Bilim adamları her geçen gün yeni bir felaket haberi veriyor. Geçtiğimiz hafta içinde buzdağlarından kopan büyük bir buz adasında yapılan incelemede buz adasının iç kısımlarında canlı virüsler saptandığı ve bu virüslerin buz adasının erimesiyle suya ve havaya karışarak yeni bir virüs patlamasına neden olacağı açıklandı.
Bu işin daha da ilginç tarafı ise bu buz adasında bulunan canlı virüslerin "48 BİN YILDIR YAŞADIĞININ TESPİTİ".
Virüs öyle bir mikrop ki bir yere girdi mi orada kendini yıllarca saklayabiliyor.
Bilim dünyası bu virüsü dünya yüzüne çıkmadan yok etmenin çalışması içinde ve incelenen bu virüsün insanlığa zarar vermemesi için ilaç ve aşılar üzerinde incelemeler büyük bir titizlik ve hızla yapılıyor.
Fiziki virüsler bir şekilde ortaya çıkıyor ve tedavi imkânları araştırılıyor, ilaçları, aşıları bulunuyor ve şifa olması için insanlğın kullanımına sunuluyor.
Fakat insan yaşamını altüst eden başka bir virüs var ki bunun tedavisi yok denecek kadar imkansız çünkü bu virüse tutulanlar tedavilerini ancak kendi kendilerine yapabilirler.

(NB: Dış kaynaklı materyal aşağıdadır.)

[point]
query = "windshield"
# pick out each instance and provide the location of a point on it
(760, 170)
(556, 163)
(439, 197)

Bu virüsün adı da "Ruhal, Duygusal Virüs".
Ruhsal virüslü insanlar kendi ruhsal virüslerini, yapmacık hareketleriyle, yalanlarıyla, riyayakârlıklarıyla, her türlü sahtelikleriyle, iftiralarıyla karşılarındaki insanlara bulaştırarak bir insanı insani duygulardan uzaklaştıran virüsleri ise yok etmek mümkün değil.
İnsanlığın ruhsal ve duygusal bu amansız virüsten kurtulması ya bu virüsü taşıyanların kendi kendini nötürleyerek, temizleyerek iç dünyalarındaki ve kalplerindeki duygusal, ruhsal virüsleri yok etmeleriyle mümkün bu da çok zor çünkü bu virüsün bulaştığı insanlar kendi yaşamlarını başkalarının sahte mutluluk yaşamaları ve sonunda onların mutsuzluklarını görmek üzere kurduklarından ancak kendi kendisini rehabilite ederek bu bulaşıcı virüsten kurtulabilir.
Bu virüsün bize musaallat olmamasının en önemli yollarından başlıca birinci maddesi ise bu tür ruhsal ve duygusal virüslü insanlardan uzak kalmak, yaşantımızdan hayatımızdan uzak tutmak.
Bunun için de gözlemlerimizi iyi yapıp karşımızdaki insanın içinin, kalbinin bu virüsle kaplı olduğunu onu iyi analiz ederek ve en ufak bir defo ya da hata ya da yanlış gördüğümüzde hemen ondan uzaklaşarak onu hiçbir şekilde hayatımıza sokmayarak kendimizi bu virüsten koruyabiliriz.
Çünkü bu virüse sahip insanlar kendilerini temizlemeden ne kadar da bir daha olmayacağını söyleseler de bunu yerine getirmeleri mümkün olmuyor çünkü bu virüsü içlerinde kalplerinde temizleyebilen insan sayısı yok denecek kadar az.
Bu duygusal ve ruhsal virüse tutulmamak için virüslü insanlardan uzak kalmanın yanısıra ruhumuzu, duygularımızı iyiliklerle, güzelliklerle, şefkatle, merhametle, samimiyetle terbiye etmemiz gerekiyor.
Bilim adamları fiziksel virüslere bilimsel çalışmlarıyla katkı verirken, ruhsal ve duygusal virüslere de insanın kendisini bu ruhsal ve duygusal virüslü insanlardan bu insanlara hiçbir tölerans göstermeden uzak kalmasıyla mümkün olduğunu unutmamasıyla mümkün.
Gönlünüz kalbiniz samimi dostluk sevgi ile dolsun sahteliklerden ruhsal duygusal virüslerden uzak olsun.